All U.S.-bound flights face new screening
DUBAI, United Arab Emirates — All incoming flights to the United States will be subject to new security screening procedures, including both American citizens and foreigners possibly facing security interviews from airline employees, a U.S. government official said Wednesday.
The announcement from the U.S. Transportation Security Administration comes after five global longhaul airlines — Air France, Cathay Pacific, EgyptAir, Emirates and Lufthansa — said they would begin the new security interviews starting Thursday. A sixth carrier, Royal Jordanian, said it would begin the new procedures in mid-January after U.S. authorities granted RJ’s request for a delay in implementing the measures.
However, the airlines offered different descriptions of how the interviews would take place, ranging from another form a traveler would have to fill out to actually being questioned by an airline employee.
U.S. carriers also will be affected by the new rules. Delta Air Lines said it was telling passengers traveling to the U.S. to arrive at the airport at least three hours before their flight and allow extra time to get through security. United declined to comment, while American did not immediately respond to a request for comment. It wasn’t immediately clear when the U.S. carriers would begin the procedures.

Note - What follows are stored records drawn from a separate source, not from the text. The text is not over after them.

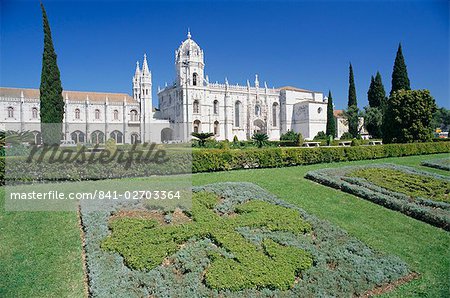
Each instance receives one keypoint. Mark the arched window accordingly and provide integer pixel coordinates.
(97, 137)
(216, 127)
(34, 113)
(197, 124)
(275, 114)
(117, 136)
(37, 137)
(10, 112)
(257, 110)
(134, 115)
(216, 107)
(196, 107)
(135, 138)
(77, 136)
(237, 114)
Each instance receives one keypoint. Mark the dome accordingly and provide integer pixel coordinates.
(189, 50)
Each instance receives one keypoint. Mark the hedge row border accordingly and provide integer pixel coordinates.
(437, 164)
(434, 213)
(212, 160)
(331, 244)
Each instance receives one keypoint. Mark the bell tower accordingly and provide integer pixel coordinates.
(189, 63)
(142, 93)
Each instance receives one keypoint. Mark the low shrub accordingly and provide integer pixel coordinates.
(391, 196)
(208, 160)
(441, 163)
(222, 160)
(205, 265)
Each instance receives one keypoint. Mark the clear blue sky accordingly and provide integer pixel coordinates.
(299, 43)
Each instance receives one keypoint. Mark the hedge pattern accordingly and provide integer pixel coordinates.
(342, 265)
(433, 212)
(221, 160)
(441, 163)
(209, 160)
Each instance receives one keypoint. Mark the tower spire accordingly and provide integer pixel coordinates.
(138, 70)
(145, 65)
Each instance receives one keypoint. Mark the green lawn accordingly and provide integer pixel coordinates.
(41, 252)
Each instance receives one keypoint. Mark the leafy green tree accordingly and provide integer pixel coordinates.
(400, 80)
(51, 99)
(373, 121)
(408, 117)
(346, 136)
(300, 140)
(290, 135)
(373, 116)
(260, 139)
(17, 138)
(376, 94)
(202, 137)
(441, 119)
(320, 136)
(331, 122)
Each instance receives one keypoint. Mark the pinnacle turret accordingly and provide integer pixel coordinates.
(137, 73)
(145, 69)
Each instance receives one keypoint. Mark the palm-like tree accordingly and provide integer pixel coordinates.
(260, 139)
(202, 137)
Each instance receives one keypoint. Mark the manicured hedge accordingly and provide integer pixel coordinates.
(221, 160)
(208, 160)
(342, 265)
(441, 163)
(429, 211)
(2, 170)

The new security measures come after the Trump administration previously rolled out a laptop ban and travel bans that have thrown the international travel industry into disarray.
The new rules also come at the end of a 120-day deadline for airlines to meet new U.S. regulations following the ban on laptops in airplane cabins of some Mideast airlines being lifted.
“The security measures affect all individuals, international passengers and U.S. citizens, traveling to the United States from a last point of departure international location,” said Lisa Farbstein, a spokeswoman for the TSA. “These new measures will impact all flights from airports that serve as last points of departure locations to the United States.”
She put the number of flights affected at around 2,100 daily. She also said it would include “heightened screening of personal electronic devices” and stricter security procedures around planes and in terminals.
Air France said it will begin new security interviews on Thursday at Paris Orly Airport and a week later, Nov. 2, at Charles de Gaulle Airport. It said the extra screening will take the form of a questionnaire handed to “100 percent” of passengers.
Emirates said it would begin doing “pre-screening interviews” at its check-in counters for passengers flying out of Dubai and at boarding gates for transit and transfer fliers.
“These measures will work in complement with the current additional screening measures conducted at the boarding gate,” it said.
Hong Kong-based Cathay Pacific Airways Ltd. said on its website that it had suspended self-drop baggage services and that passengers heading to the U.S. “will be subject to a short security interview” when checking their luggage. Those without bags would have a similar interview at their gates.